McLennan County commissioners are considering using jail inmates for some of the cleaning duties in county buildings as a cost-saving measure.

Staff photo— Rod Aydelotte, file

McLennan County commissioners continued to discuss this week the dilemma of when and how county buildings should be cleaned, and who should clean them.

The court first introduced the possibility of switching cleaning companies at the end of August as a cost-saving measure for the county, also discussing the possibility of using inmates for some of the work.

In early October, the court decided that Bison Environment would clean the restrooms in the courthouse, Records Building and courthouse annex for about $39,000 annually, according to court documents.

Inmate crews will be responsible for the public areas.

Bison Environment will replace Jason Janitorial, which had the contract for the previous five years.

But the issue has yet to be resolved as the court evaluates how to include the six remaining county buildings left to be cleaned.

Those buildings hold the smaller offices that house justice of the peace and constables in precincts 7 and 8, adult probation, information technologies and the Bill Logue Juvenile Justice Center.

The Texas AgriLife Extension Service’s staff volunteered to clean its own building and a jail inmate crew will clean the Shep Mullins Visitation Center, extending the crew’s current responsibility out of lawn maintenance. Maintenance Director Sam Sykora and Purchasing Director Ken Bass said their employees would take care of cleaning the purchasing and maintenance offices.

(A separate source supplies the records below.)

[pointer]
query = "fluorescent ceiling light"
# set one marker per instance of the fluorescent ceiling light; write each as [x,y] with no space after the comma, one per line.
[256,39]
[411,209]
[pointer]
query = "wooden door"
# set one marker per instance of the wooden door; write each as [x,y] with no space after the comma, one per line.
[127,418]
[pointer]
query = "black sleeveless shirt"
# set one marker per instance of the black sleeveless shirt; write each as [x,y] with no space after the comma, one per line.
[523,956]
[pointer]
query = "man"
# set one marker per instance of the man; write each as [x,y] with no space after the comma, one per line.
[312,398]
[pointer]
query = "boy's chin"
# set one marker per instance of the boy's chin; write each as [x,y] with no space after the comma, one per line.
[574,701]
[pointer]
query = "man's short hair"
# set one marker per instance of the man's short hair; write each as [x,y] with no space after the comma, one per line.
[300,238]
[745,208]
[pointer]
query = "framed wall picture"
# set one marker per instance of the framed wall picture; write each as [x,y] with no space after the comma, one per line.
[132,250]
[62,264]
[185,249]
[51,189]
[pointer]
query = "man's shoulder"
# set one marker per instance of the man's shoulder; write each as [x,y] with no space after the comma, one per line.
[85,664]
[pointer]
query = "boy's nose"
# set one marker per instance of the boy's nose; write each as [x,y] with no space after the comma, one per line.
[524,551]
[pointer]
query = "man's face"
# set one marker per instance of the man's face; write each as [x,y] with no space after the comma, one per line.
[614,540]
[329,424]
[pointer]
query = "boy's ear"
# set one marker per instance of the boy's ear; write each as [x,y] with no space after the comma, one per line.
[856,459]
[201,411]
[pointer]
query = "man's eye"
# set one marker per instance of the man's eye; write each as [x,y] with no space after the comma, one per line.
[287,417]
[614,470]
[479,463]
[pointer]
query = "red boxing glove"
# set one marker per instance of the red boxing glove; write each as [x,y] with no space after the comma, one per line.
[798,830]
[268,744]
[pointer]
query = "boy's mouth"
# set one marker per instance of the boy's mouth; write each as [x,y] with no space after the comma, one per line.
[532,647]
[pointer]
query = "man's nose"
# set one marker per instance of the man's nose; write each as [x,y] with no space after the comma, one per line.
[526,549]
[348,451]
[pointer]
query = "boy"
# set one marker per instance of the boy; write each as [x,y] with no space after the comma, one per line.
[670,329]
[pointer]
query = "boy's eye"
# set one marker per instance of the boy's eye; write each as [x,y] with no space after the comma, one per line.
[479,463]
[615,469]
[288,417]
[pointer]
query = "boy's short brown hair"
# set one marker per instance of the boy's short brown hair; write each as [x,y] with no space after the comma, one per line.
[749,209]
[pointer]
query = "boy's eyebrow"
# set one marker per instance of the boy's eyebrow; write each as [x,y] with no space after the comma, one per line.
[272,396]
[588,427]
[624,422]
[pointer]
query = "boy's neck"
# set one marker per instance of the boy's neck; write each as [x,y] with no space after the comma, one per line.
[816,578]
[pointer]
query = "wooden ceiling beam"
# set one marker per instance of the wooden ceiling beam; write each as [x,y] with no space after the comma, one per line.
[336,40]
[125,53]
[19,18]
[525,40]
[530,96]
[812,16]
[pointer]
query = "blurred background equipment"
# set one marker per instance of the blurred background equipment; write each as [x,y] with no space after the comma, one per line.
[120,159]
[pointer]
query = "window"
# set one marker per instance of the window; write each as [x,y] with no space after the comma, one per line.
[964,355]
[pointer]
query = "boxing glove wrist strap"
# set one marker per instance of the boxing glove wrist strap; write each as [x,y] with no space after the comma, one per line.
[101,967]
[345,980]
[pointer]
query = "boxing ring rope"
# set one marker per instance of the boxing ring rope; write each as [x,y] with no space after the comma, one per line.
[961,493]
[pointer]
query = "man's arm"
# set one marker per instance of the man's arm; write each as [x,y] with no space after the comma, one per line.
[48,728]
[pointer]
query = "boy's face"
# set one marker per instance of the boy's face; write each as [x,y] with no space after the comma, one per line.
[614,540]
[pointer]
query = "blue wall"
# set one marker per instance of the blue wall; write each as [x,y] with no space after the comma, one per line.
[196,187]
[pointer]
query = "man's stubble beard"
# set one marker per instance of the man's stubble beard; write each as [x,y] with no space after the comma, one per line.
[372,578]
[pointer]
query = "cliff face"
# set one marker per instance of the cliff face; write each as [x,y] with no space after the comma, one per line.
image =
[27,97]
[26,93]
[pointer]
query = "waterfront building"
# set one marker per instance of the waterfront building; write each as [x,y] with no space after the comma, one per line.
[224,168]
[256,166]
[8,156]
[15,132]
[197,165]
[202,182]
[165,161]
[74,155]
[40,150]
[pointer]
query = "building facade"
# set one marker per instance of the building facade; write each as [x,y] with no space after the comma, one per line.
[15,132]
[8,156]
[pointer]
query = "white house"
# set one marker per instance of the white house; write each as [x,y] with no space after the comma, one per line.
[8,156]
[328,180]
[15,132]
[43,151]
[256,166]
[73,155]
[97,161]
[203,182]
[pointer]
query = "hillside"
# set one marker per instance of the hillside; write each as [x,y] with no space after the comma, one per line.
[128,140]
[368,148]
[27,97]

Bass plans to present vendor quotes for the remaining buildings Tuesday.

County Judge Scott Felton said the difficulty in hiring someone to clean the remaining offices revolves around the county’s requirement for any contract vendors to have insurance, the premiums of which often are included in the cost of the contract.

The smaller offices don’t have the budget to cover the cost of both the cleaning and insurance, Felton said.

The IT department has about $2,800 to spend on janitorial services for fiscal year 2014 and the entire amount the justice of the peace offices 7 and 8 have for all their office maintenance is about $3,700.

Commissioner Kelly Snell said he hoped the smaller offices’ staffs also would have volunteered to clean their work spaces, and they still could be forced to if the incoming bids aren’t low enough.

But Snell said the juvenile and adult probation buildings still will need to have professional janitors because of their high volume of traffic.

Felton said he expects a decision to be made in the next few weeks.